Вопрос прозвучал в лоб.

– А у приватизации все-таки какая цель? – Акоп тянул время и не торопился с ответом.

– Я ж поясняю: быстро нужны собственники. Купцы – те капитал веками строили. А Гайдар говорит: времени в обрез, поэтому расхватывайте, ребята, государство! Я тут спрашиваю у одного, он у Гусинского работал: чего свалил-то? Гусинский вроде и платит хорошо, потому как крадет еще больше… – нет, ушел. – А я, говорит, сижу у Гуся на совещаниях и мысленно подсчитываю (он юрист) статьи Уголовного кодекса, под которые мы идем…

Руцкой вернулся к столу.

– Выпьешь, брат?

– Да нет, Александр Владимирович, все… Не могу уже.

– Писатель Чехов после сорока советовал переходить на пиво.

– Погорячился…

– Я согласен: дурак. Твое здоровье!.. – и Руцкой с размаха опять опрокинул рюмку. – Ельцин, штоб ты знал, конь-тяжеловес. В какие сани ты его поставишь, те он и потащит…

– Значит, остановить его некому?

– Я остановлю. Так отрихтую, мир вздрогнет. Плохо все афганцев знают.

– А… не ошибетесь, Александр Владимирович?

– Ошибусь – дальше што? Ты че, бл, рыдать будешь?..

Руцкой все-таки напился.

– Если я с вами, значит – до конца…

– Вот это ты молодец! Это разумно!

– Еще как понимаю, Александр Владимирович, – кивнул Акоп.

– Хотя осторожность, брат, не помешает. Опытный электрик даже бабу не берет за две сиськи сразу! Если Россия убедится, что Ельцин – алкаш конченый… да снять на камеру, слушай, как он в блевотине своей плавает… сразу импичмент будет. Возьми помидор!

– Правду говорят, что у него эпилепсия?

– Не уверен. Не присутствовал.

– С нефтью-то получится, господин вице-президент?

Руцкой удивленно посмотрел на Акопа.

– Еще как! Детали с Белкиным обсуди. Я, Акопчик, своих не сдаю, шоб ты знал. Сам посуди: если ты будешь валить лес незаконно, тебя посадят, и ты все равно будешь валить лес.

– Моя порядочность, Александр Владимирович…

– Лады, – обрубил Руцкой.

– Тонн бы 500-700. Тысяч…

– Погоди, это много иль немного?

– Копейки.

– Так ты больше бери! – икнул Руцкой.

– Больше не вывезу.

– Ведрами вывози, ведрами! Давай, Акопчик, – Руцкой поднял рюмку, – шоб у тебя все было и шо-б теб-бе, значит, за это ничего бы не было!..

Они выпили и поцеловались.

«Слышал бы Ельцин!» – подумал Акоп.

Вице-президент России проводил его до лестницы.

– Запомни… – Руцкой ладонью вытер усы. – Я был с тобой оч-чень от-кро-ве-нен.
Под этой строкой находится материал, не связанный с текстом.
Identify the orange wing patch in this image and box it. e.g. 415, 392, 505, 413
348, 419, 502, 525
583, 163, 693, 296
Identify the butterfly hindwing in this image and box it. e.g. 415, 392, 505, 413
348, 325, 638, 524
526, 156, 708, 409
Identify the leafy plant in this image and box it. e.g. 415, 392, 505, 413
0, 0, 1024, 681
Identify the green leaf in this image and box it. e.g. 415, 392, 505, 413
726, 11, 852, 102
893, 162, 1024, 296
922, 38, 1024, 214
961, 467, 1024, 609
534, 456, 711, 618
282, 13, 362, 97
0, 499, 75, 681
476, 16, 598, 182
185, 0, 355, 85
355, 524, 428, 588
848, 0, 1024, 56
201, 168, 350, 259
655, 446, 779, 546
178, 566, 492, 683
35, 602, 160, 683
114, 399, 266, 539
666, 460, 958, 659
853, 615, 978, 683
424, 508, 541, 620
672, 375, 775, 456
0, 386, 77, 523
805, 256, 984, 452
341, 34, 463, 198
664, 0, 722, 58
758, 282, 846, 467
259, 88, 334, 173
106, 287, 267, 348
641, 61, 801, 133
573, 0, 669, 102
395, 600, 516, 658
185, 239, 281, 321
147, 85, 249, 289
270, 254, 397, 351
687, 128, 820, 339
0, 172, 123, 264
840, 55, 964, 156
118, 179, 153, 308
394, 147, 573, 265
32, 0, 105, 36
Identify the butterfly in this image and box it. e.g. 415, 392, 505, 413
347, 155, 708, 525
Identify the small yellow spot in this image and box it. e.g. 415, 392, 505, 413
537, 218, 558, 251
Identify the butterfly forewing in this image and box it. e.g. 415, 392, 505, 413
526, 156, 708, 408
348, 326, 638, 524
Цени!

Он поднял указательный палец. Точь-в-точь как делал Ельцин.

Он здорово все-таки набрался. Дня на два вперед!

Больше всего Акопу не понравилась откровенность Руцкого.

«С чего вдруг… такая любовь?.. – гадал он. – Белкин дал гарантии? Предлагают трубу. Просят не забыть. Хорошо? А что ж здесь непонятного, если только курица от себя гребет, все другие – по-другому, а мне, между прочим, назначено встать…»

Руцкой вернулся в комнату, где его уже ждал майор Тараненко. Начальник охраны доложил, что разговор с Юзбашевым полностью записан и кассета – уже в сейфе.